I try to be open minded about these things, but the question put to Bruce Feller was to distinguish between "spirituality" and "religion," and what I hear is: "Spirituality is all about me."
Well, I think that organized religion is more threatened than ever before. Attendance is down, membership is down, but it’s not down that much. Here’s what I think is going on. The idea that you would go to a building at the time of the building’s choosing and sit in a pew while someone stands up on a high platform like a mountain and tells you what to think and believe from a text that has been closed for hundreds or thousands of years–every part of that is completely anathema to how we live today.
People want to be more interactive, they want to do things on their own schedule, they want to tell their own story, they don’t want to just listen to other people’s story. So what’s going on is that people are pulling away from formal institutions, but they’re not giving up on these core questions about who am I, how do I get through difficult times in my life, what does it mean to have values, how can I serve my community and is there a higher calling in some way. So what happens is people are breaking away from the institution but they are still asking the big questions, and that’s exactly where pilgrimage fits in. Because a pilgrimage is at its core a gesture, or an action. It’s saying that I’m going to take a step. I’m going to figure out what I really believe and I’m going to determine for myself how I want to live my life. Whereas traditional religion is much more passive, going on a sacred journey is much more active. That’s why pilgrimage is so popular today.
Funny that he says pilgrimage is about breaking away from the institution, when pilgrimage is, and has been for centuries, about the institution. The word "chaplain" came from the one keeping the chapel, along a pilgrimage route. Those chaplains were authorized by the Roman Catholic church. The very idea of pilgrimage he promotes on his PBS series is connected, each and every time, to a major religion (Islam, Christianity, Hinduism). One of his trips was to the Ganges, where one of the largest gatherings of human beings on the entire planet occurs on a regular basis. Lourdes is operated by the Roman Catholic church. The pilgrimage to Mecca is to a set of places carefully maintained by institutional Islam.
Most religious institutions are an attempt to answer the question "How can I serve my community and is there a higher calling in some way?" You can serve your community by passing out blankets on the street, or offering food to the homeless. Well, in some places you can; in others, you can't. Religion is an attempt, among other things, to be more effective about that service.
Most religions are the products of institutions; without institutions, no religion is passed on to the next generation, or even the next group of people. All pilgrimages are the products of institutions: if other people aren't doing it, it isn't a pilgrimage. If it isn't recognized by an institution, it isn't a pilgrimage, either. But of course, we all know today that institutions are 'bad,' and only individual people are 'good.'
Microsoft is bad. Steve Jobs is Apple, so Apple is not an institution; and Apple, therefore, is good.
What part of this is "completely anathema to the way we live today"? The self-awareness to appreciate the contradictions?
As for church: yes, attendance is down and membership is down, and yes, it's not down all that much.

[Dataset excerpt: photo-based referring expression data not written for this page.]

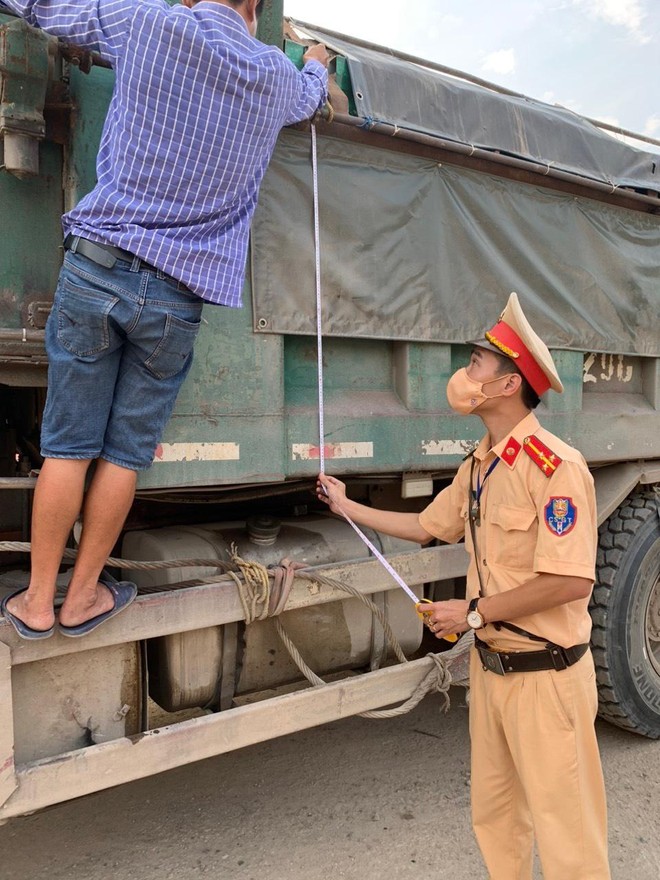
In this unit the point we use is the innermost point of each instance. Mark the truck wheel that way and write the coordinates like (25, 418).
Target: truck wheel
(625, 610)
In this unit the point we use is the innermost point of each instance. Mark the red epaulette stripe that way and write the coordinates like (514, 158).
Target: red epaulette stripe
(510, 452)
(542, 456)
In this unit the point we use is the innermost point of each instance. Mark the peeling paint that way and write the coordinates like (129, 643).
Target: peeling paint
(197, 452)
(307, 451)
(447, 447)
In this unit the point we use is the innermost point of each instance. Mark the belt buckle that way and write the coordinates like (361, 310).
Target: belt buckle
(492, 661)
(558, 657)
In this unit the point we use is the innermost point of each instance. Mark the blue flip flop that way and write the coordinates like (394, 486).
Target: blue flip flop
(124, 593)
(24, 631)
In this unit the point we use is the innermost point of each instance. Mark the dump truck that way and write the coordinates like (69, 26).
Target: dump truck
(437, 195)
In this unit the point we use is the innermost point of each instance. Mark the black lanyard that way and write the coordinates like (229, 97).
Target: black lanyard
(475, 494)
(474, 519)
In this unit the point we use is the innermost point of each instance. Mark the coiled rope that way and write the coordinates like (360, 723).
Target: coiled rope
(263, 593)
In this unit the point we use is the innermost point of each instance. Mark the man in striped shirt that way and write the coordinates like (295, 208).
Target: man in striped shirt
(196, 110)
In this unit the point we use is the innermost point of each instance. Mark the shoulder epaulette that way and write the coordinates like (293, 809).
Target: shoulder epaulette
(542, 456)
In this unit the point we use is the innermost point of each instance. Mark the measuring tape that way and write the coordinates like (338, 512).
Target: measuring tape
(424, 615)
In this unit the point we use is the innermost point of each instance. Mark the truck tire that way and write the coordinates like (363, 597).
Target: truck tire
(625, 609)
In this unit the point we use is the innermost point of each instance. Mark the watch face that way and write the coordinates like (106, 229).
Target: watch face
(475, 620)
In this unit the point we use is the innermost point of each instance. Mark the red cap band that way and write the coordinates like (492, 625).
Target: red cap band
(511, 345)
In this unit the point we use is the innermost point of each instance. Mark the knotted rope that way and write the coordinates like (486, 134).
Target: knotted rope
(263, 593)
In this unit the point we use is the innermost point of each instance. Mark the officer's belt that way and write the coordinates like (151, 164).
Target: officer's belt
(553, 657)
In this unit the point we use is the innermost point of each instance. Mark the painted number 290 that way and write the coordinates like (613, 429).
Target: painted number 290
(606, 367)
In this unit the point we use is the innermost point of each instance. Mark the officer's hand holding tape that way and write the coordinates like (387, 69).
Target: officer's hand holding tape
(447, 617)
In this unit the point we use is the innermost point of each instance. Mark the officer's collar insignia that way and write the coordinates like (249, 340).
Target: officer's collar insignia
(560, 515)
(510, 452)
(542, 456)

Church attendance hit an historical high following World War II, and it's been in decline since the early '60's (at least), returning back to normal (historical) levels. Just like the Baby Boom is the demographic bulge in the python that distorts all around it, the post-war increase in church attendance distorted our idea of who goes to church, and especially how many go to church. And, of course, that decrease is visible only in America and Western Europe. There are parts of the world where church attendance is so active America (and Western Europe) are actually seen as mission fields (a situation predicted by the late Evelyn Waugh, IIRC).
Got to be very careful how you generalize about these things.
The platform in my church is not so very high. :-)
ReplyDeleteAs a church-goer, who rants against institutions, religious and otherwise, thank you for the excellent reminder. Where would we be without them?